In Hofmann's original synthesis of psilocybin, after he put on the dibenzylphosphate group, something happened that even he wasn't aware of. It turns out that because the tryptamine side chain is so cramped for space, so to speak, that it attacks one of the benzyl groups on the phosphate, and a benzyl group moves onto the DMT side chain nitrogen. Because it has the same molecular weight, you can't tell it happened if you analyze the elemental composition, which is what Hofmann did. But the dibenzyl phosphate is a thick liquid, whereas after one of the benzyl groups moves from the phosphate oxygen to the side chain nitrogen, it is a crystalline solid. And that is exactly what Hofmann isolated in his original synthesis.

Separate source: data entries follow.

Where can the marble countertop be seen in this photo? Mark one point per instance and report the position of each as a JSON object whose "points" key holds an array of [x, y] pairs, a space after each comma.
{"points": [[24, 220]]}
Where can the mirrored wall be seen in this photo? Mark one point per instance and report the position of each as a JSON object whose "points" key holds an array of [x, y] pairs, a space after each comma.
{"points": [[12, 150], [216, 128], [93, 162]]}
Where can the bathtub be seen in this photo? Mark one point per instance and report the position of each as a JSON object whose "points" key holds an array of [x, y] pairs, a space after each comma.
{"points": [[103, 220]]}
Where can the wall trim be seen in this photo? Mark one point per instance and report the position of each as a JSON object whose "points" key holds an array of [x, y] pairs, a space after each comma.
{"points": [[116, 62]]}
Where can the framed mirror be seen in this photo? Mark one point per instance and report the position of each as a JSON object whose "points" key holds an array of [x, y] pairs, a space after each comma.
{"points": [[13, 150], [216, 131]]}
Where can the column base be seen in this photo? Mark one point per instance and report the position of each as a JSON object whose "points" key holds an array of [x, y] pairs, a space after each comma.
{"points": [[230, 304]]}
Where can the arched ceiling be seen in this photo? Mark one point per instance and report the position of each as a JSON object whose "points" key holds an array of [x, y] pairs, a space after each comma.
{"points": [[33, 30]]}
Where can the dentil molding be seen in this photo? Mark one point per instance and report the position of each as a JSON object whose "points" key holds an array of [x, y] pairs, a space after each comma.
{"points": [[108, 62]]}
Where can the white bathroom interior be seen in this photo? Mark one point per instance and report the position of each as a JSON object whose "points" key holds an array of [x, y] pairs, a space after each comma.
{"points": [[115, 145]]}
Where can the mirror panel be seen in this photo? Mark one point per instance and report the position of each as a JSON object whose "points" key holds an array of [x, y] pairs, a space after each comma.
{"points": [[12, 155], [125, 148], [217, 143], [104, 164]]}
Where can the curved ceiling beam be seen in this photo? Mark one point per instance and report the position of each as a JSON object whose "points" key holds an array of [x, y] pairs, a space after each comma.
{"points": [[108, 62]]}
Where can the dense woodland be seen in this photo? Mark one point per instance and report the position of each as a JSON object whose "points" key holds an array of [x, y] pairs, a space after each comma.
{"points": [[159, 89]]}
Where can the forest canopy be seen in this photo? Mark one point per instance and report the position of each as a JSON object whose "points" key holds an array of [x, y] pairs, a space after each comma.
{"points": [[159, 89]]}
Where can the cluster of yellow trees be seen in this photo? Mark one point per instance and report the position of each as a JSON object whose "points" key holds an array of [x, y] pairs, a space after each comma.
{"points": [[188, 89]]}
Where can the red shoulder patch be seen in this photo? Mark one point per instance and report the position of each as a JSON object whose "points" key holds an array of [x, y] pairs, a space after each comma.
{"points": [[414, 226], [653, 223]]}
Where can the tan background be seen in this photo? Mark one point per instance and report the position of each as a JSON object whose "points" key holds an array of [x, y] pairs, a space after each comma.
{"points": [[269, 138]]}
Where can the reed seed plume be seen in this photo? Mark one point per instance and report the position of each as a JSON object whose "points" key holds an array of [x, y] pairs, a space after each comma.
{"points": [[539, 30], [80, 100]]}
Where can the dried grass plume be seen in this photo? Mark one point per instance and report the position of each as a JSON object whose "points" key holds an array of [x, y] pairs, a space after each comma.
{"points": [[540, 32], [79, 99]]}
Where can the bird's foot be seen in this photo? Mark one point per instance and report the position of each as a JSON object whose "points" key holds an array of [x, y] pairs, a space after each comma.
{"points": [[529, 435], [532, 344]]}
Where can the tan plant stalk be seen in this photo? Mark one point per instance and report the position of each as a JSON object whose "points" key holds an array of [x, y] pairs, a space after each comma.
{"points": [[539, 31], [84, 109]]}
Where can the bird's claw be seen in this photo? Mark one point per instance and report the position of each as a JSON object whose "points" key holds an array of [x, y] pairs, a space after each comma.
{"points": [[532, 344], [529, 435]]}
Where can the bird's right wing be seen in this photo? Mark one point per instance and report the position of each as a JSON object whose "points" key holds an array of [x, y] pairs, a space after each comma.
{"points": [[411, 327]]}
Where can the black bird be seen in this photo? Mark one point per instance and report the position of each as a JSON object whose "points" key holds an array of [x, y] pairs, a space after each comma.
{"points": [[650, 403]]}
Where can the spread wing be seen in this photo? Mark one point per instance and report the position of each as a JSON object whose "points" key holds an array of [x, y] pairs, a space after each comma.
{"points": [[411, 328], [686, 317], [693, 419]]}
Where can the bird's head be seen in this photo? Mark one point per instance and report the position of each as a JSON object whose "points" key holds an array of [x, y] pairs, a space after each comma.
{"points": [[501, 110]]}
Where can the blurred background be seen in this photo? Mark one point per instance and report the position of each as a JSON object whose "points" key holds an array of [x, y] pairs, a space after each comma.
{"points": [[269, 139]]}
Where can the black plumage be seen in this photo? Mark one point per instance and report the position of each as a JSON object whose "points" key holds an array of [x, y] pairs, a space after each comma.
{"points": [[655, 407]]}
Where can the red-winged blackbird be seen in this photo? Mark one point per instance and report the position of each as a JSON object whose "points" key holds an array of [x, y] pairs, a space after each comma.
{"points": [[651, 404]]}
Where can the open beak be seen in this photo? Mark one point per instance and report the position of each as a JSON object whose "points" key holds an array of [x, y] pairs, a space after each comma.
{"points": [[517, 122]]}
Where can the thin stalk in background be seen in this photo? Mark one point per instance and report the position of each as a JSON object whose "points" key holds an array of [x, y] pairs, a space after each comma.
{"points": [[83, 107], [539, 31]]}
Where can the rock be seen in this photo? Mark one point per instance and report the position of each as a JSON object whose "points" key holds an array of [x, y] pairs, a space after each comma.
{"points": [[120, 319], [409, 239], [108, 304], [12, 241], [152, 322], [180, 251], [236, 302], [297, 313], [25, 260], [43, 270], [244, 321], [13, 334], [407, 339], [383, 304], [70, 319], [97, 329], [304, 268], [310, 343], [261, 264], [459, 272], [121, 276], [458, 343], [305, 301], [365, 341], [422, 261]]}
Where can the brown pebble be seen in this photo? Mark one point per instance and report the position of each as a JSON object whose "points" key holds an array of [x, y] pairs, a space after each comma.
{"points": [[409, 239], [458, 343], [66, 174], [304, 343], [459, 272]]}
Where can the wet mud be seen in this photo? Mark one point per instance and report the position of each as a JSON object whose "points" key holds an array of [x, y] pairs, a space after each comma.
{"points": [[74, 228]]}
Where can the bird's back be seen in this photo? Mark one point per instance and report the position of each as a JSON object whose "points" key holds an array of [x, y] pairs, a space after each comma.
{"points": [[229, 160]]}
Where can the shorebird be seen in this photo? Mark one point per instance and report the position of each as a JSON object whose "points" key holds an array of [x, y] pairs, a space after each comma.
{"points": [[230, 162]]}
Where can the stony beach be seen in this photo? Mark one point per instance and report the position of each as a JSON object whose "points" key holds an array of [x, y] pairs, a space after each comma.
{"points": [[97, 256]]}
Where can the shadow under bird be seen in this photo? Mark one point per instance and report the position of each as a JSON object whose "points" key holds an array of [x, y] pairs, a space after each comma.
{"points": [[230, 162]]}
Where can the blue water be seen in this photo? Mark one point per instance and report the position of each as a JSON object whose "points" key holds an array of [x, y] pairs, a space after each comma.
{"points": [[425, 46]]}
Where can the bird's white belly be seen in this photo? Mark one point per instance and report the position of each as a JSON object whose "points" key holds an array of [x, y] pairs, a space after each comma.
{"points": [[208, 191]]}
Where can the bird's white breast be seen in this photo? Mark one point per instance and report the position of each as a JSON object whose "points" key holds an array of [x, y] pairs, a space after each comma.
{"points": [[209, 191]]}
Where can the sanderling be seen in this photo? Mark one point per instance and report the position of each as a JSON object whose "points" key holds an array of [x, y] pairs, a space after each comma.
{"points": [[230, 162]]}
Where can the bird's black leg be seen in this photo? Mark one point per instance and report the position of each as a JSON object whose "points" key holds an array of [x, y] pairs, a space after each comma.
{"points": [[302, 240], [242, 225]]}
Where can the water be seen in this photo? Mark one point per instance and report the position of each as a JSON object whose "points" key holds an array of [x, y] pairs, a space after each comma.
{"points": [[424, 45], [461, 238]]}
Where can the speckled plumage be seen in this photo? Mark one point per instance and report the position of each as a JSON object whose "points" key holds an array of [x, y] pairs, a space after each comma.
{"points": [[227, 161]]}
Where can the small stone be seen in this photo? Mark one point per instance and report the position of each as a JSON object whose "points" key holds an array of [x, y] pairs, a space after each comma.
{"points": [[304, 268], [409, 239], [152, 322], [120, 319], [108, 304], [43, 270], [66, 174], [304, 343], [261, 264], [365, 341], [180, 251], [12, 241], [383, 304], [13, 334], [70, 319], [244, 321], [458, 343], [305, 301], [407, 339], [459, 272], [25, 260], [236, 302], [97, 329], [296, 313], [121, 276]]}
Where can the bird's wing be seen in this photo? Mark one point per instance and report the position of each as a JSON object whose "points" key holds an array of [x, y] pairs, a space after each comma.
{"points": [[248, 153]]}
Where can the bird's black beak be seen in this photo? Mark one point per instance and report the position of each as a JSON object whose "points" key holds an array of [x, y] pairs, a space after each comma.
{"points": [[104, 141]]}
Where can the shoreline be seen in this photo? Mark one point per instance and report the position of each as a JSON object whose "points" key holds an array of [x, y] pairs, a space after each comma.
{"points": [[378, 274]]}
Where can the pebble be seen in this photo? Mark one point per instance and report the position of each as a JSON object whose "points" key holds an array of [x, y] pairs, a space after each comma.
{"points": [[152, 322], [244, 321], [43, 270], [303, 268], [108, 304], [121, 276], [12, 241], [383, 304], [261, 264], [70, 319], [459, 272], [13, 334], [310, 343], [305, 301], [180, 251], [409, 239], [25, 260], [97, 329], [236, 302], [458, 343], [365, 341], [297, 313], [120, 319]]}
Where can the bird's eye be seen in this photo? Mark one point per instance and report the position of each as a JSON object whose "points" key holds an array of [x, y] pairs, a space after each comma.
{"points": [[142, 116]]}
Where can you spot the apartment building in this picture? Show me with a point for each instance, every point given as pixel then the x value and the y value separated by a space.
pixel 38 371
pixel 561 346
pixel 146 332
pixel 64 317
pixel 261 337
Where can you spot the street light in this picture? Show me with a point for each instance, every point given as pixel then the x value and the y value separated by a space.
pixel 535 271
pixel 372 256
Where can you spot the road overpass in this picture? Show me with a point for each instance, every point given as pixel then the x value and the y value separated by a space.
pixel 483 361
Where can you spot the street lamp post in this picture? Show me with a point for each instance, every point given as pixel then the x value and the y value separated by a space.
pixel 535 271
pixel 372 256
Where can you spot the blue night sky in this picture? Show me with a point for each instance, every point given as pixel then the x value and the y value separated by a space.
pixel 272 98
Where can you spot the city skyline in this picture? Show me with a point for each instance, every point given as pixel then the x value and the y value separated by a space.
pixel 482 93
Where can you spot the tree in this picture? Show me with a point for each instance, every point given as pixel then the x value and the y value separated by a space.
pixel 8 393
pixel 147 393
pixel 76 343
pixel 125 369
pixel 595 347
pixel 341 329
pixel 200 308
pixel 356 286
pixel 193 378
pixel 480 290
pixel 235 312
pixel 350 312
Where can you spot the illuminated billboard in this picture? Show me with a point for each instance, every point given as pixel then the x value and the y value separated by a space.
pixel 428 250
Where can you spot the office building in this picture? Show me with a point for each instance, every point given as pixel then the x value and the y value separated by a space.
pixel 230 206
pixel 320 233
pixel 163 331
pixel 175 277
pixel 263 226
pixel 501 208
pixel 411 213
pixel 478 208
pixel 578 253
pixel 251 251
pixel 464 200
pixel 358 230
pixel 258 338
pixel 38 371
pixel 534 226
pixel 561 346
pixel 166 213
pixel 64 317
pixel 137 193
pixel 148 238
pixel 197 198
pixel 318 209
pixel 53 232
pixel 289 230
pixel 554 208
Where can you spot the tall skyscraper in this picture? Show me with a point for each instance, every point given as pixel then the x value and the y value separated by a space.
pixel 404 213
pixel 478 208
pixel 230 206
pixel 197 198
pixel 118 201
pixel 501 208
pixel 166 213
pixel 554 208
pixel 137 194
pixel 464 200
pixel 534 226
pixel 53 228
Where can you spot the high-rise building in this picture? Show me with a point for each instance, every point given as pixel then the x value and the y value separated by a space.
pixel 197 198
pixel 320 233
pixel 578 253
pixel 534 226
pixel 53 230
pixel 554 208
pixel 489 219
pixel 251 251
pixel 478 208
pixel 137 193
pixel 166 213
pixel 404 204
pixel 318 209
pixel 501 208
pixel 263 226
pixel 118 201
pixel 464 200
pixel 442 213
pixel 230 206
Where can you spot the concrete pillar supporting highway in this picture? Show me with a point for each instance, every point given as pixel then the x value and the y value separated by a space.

The same thing happened to us. Unfortunately, we thought that the amine side chain was catalyzing the removal of one of the benzyls by a water molecule, and optimized our synthesis to prevent that from occurring. After we published our work, a Japanese group using our method for putting on the phosphate group got the same crystalline compound. When they looked more closely, they realized the benzyl was just moving over to the side chain nitrogen. They just let the final product stand in solution, so that one of the benzyl groups would completely leave the phosphate and move to the side chain. They crystallized that product, and then removed both benzyl groups: the one remaining on the phosphate oxygen atom, and the one on the side chain amino group.
One new thing we did was to crystallize psilocybin from boiling water. At first it seems counterintuitive, because the conventional wisdom is that psilocybin is very sensitive, but in fact psilocybin is a very stable molecule. We initially were very careful not to heat solutions of psilocybin up, but after several experiments we realized that the molecule is very robust, and ended up obtaining the purest material by recrystallizing it from boiling water to obtain nice white needles.